My brain misses the opportunity to fully process the situation before he covers my mouth with his large hands, smothering any other attempts on my part to scream. I bite down hard on his knuckles, and he loosens his grip for a second or two before spinning me around and slapping me in the face.
“You dumb bitch.” As he restrains my arms and pins me to the floor, I struggle to free myself from his grip, but it becomes obvious that I’ll never overcome the strength of this husky figure that restricts my body. I make a desperate attempt to kick him in the testicles, but, combined with the shock of the moment and the weight of his body, the ’shrooms and alcohol make it fully impossible to control the movement of my body.
“Think you can talk to me like that and get away with it?
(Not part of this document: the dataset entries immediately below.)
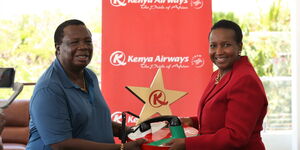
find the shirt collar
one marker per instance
(67, 83)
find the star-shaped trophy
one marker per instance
(156, 99)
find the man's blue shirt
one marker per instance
(60, 110)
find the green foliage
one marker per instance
(266, 39)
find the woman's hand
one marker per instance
(186, 121)
(134, 145)
(176, 144)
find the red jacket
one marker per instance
(231, 113)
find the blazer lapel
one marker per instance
(216, 88)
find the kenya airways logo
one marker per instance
(117, 117)
(118, 3)
(157, 98)
(118, 58)
(160, 4)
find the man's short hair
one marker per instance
(227, 24)
(59, 32)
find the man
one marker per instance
(67, 109)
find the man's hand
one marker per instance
(134, 145)
(176, 144)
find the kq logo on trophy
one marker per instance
(156, 98)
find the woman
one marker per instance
(234, 104)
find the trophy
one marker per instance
(161, 129)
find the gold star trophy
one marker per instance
(156, 99)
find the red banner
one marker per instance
(140, 36)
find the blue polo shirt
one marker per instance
(60, 110)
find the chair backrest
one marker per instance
(16, 128)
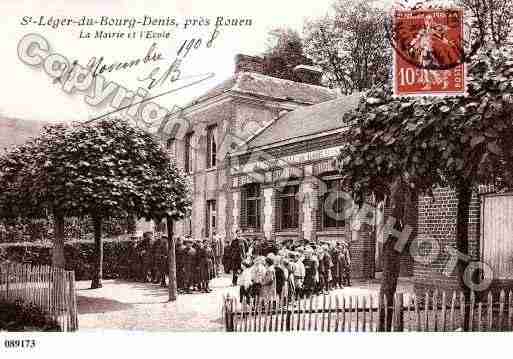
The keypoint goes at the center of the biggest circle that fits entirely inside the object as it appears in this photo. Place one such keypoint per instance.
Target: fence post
(73, 302)
(287, 320)
(7, 282)
(398, 312)
(229, 314)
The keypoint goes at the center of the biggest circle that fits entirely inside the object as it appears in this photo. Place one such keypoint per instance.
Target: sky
(29, 93)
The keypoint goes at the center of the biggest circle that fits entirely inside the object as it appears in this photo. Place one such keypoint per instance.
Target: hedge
(122, 258)
(22, 317)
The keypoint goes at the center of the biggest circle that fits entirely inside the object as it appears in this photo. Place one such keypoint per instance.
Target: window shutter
(243, 207)
(278, 209)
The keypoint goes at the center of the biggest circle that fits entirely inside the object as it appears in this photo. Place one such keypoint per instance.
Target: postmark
(428, 56)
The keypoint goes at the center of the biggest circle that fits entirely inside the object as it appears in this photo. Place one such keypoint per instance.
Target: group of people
(267, 270)
(197, 261)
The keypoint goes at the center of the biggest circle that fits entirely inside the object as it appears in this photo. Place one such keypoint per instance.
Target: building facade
(222, 121)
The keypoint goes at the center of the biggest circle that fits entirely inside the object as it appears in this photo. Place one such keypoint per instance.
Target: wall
(437, 219)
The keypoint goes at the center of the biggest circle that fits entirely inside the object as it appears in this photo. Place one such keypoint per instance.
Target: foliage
(123, 258)
(350, 45)
(107, 168)
(22, 317)
(31, 230)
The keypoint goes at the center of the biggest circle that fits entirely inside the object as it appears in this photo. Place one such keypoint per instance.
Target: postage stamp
(428, 52)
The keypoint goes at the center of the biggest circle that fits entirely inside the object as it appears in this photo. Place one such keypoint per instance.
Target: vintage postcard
(334, 167)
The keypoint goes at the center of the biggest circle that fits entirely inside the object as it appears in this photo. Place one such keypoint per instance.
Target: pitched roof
(258, 84)
(262, 85)
(306, 121)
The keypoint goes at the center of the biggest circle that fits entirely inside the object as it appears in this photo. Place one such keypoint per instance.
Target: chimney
(308, 74)
(249, 64)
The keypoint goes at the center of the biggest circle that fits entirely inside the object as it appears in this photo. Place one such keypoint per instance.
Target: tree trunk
(391, 256)
(58, 242)
(98, 253)
(464, 190)
(171, 259)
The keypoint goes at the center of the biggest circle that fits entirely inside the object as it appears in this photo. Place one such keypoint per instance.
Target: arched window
(251, 206)
(333, 205)
(288, 207)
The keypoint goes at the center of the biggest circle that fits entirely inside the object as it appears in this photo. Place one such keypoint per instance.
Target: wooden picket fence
(435, 311)
(50, 289)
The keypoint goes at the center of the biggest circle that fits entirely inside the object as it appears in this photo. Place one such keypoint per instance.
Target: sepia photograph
(334, 167)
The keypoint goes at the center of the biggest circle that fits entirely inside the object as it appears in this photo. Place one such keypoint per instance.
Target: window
(211, 217)
(288, 207)
(211, 146)
(251, 206)
(188, 153)
(170, 146)
(333, 205)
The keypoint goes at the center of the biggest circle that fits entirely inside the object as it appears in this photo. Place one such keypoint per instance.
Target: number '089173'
(19, 343)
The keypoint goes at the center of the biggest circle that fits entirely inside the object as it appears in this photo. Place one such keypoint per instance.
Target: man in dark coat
(238, 253)
(180, 263)
(203, 255)
(189, 266)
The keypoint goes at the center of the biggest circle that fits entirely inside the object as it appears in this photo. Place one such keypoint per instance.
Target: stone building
(259, 151)
(223, 120)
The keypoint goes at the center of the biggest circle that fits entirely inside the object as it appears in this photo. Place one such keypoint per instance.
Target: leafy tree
(104, 169)
(284, 52)
(399, 148)
(350, 45)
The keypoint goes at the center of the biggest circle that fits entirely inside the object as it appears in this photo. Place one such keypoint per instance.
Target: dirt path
(122, 305)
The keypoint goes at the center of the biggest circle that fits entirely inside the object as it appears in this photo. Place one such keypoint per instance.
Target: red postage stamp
(428, 52)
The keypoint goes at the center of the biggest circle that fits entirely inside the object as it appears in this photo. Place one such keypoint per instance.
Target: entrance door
(211, 218)
(497, 234)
Like I’m just an annoyance? Some piece of shit who isn’t worth the time of day? Fuck you, bitch. That attitude of yours is gonna get you in trouble someday.”
He releases a maniacal laugh.
“You think that you can just walk all over anyone, don’t you? Anyone you want, even if you don’t know’em. Well, you fucked with the wrong person tonight, bitch. You fucked with the wrong person.”
I have no option; I have no control. My body is no longer my own, but my mind still possesses a hint of freedom. The drugs allow me to easily dissociate from the situation, to numb my flesh from his touch as I recede into a state of psychological dissociation, an attempt to make the whole night disappear forever, but the occurrence will burn permanent chasms into my memory like psychological black holes that forbid the possibility of escape.
“Where we headed?” Blake’s voice cuts through my thoughts, transporting me back to the present moment.
I stand in the center of Barnes and Noble, watching him hypnotically dangle the key to my Camry in front of my face.
“Oh, you’ll see.”
CHAPTER VIII: ON TAYLOR STREET
“You can dream a little dream, or you can live a little dream. I’d rather live it ‘cause dreamers always chase but never get it
[lxxiii] .”
WE ARRIVE IN DOWNTOWN SPRINGFIELD.
The city looms all around us. Nestled between City Hall and Symphony Hall, the clock tower penetrates the glistening field of cold stars in the distance. Skyscrapers reach towards the night sky, displaying glowing signs for the Sheraton and the Marriott
at their peaks. Neon lights of restaurants and taverns advertise Bud Light and Coors while flickering in the pale moonlight. People sit inside restaurants eating a variety of ethnic cuisine, from Lebanese to Polynesian to Mandarin. Others eat heaping plates of rigatoni and hearty lasagnas, while others still relax inside pubs with a frosty glass of beer and an all-American cheeseburger placed before them. Tricked-out sports cars, guided by lampposts still decorated with lighted snowflakes and bands of garland, dodge pedestrians while roaring down the crowded streets.
As the city lights dazzle my eyes, I think of how drastically the urban landscape compares to my rural hometown filled with cows, cornfields, and little else. As my thoughts wander, the scenario that took place in Granville thirty minutes earlier returns. I remember the look of surprise on my mother’s face when I walked through the front door.
“I didn’t think you even still had a house key,” she says.
I shrug.
“What brings you here?”
I try to concoct a reasonable lie in which to answer. As her gaze examines the hollowed casing of fragile flesh and dejected spirit before her, pausing for an extra second to examine my dilated pupils, I recall the story that I rehearsed a million times inside my head to the forefront of my memory.
I scored a freelance job in New York City for the weekend thanks for Blake. We’re headed down there this evening and will be back sometime on Monday. The company that hired us is paying for our accommodations, which Blake is currently in the process of coordinating, but before I can vocalize any of this, she asks, “Are you high?”